Crédit : Photo musée Denon, Chalon-sur-Saône.

Question 8/10

08/10 Qu'est-ce que c'est ?

Il s'agit d'un rasoir en fer trouvé à Verdun-sur-le-Doubs en Saône et Loire. Contrairement à la légende, il semble que le port de la moustache n'était pas général et que beaucoup de Gaulois se rasaient. Les petits objets retrouvés dans les tombes (cure-oreilles, pinces à épiler, etc) témoignent en tout cas de l'importance que les Gaulois accordaient à l'hygiène. Diodore de Sicile les décrit se rinçant les cheveux au lait de chaux pour les éclaircir et Pline l'Ancien leur attribue l'invention du savon, mélange de cendres de bois et de saindoux.

Question 9

Crédit : © Antoine Maillier/Bibracte/Musée AG Vor-und Frügeschichte Oberursel

Question 9/10

09/10 Qu'est-ce que c'est ?

Il s'agit de lames de faux en fer découvertes dans l'oppidum d'Heidetränk en Allemagne. Les Gaulois étaient d'excellents agriculteurs et perfectionnaient en permanence leur outillage et leurs techniques. Ce sont eux qui ont inventé la faux, ce qui leur permettait d'engranger de grandes quantités de foin et de nourrir des cheptels importants. Les outils qu'ils utilisaient (houe, pioche, pic, etc) avaient déjà la forme qu'ils ont aujourd'hui.

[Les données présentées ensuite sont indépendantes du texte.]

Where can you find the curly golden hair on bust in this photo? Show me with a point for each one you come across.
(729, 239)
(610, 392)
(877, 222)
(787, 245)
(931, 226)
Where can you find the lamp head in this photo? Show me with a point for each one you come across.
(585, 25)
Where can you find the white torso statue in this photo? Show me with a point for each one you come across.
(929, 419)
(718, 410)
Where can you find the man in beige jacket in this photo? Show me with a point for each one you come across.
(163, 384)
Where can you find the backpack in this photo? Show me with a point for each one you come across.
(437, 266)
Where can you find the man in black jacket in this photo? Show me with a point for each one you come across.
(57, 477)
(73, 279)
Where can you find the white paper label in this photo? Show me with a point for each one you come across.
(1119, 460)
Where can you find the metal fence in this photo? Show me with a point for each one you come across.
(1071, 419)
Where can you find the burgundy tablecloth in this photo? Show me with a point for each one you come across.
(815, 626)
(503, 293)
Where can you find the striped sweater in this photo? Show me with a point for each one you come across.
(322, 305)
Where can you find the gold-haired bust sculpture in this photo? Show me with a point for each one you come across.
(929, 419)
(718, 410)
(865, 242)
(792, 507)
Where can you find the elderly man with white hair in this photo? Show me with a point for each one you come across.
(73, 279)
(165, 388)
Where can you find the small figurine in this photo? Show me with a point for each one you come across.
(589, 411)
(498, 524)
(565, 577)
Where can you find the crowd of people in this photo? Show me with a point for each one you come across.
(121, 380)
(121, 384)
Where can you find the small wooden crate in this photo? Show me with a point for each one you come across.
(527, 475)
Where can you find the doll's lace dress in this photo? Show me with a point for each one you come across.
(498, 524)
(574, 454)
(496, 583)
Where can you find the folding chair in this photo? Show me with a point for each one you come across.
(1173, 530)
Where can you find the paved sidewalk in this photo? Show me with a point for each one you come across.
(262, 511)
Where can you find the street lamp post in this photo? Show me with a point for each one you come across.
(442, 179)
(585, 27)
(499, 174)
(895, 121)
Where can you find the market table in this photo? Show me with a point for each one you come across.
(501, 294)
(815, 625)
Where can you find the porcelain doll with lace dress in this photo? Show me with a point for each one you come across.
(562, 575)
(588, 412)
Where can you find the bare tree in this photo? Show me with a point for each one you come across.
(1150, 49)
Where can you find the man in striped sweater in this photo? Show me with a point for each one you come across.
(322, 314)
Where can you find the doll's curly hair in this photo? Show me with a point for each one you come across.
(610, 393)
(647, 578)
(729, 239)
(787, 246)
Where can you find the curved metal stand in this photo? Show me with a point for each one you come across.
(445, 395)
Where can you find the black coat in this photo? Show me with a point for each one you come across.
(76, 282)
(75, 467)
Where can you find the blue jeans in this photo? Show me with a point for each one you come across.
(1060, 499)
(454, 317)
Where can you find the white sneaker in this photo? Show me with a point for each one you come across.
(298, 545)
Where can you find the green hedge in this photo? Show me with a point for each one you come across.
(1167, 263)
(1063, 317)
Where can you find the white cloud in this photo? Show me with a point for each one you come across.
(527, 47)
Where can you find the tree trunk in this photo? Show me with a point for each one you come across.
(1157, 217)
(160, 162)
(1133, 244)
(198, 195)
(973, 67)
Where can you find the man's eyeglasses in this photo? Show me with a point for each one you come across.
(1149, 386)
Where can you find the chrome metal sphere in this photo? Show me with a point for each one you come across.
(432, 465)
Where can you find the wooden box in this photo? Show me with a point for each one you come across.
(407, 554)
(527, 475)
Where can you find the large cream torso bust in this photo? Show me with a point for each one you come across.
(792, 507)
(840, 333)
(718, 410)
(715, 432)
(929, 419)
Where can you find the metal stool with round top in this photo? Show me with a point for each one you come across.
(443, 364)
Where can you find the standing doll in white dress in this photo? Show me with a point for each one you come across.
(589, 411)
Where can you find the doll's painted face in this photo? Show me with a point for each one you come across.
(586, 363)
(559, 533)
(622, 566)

Et ils pratiquaient le semis, le sarclage, l'amendement des cultures et l'agriculture attelée.

Question 10

Crédit : cliché Alain Maillot, musée départemental de la céramique à Lezoux.

Question 10/10

10/10 Qu'est-ce que c'est ?

Il s'agit d'une cotte de mailles compactée et corrodée, repliée en plusieurs couches, découverte sur le site de Corent dans le Puy-de-Dôme en 2009. Elle faisait partie d'un trophée militaire découvert dans le sanctuaire. On peut y voir des rangs de mailles, caractéristiques de ce vêtement de protection constitué de milliers d'anneaux métalliques imbriqués. La cotte de mailles, dont l'invention est créditée par les textes anciens aux forgerons gaulois, était réservée aux plus hauts membres de l'aristocratie gauloise.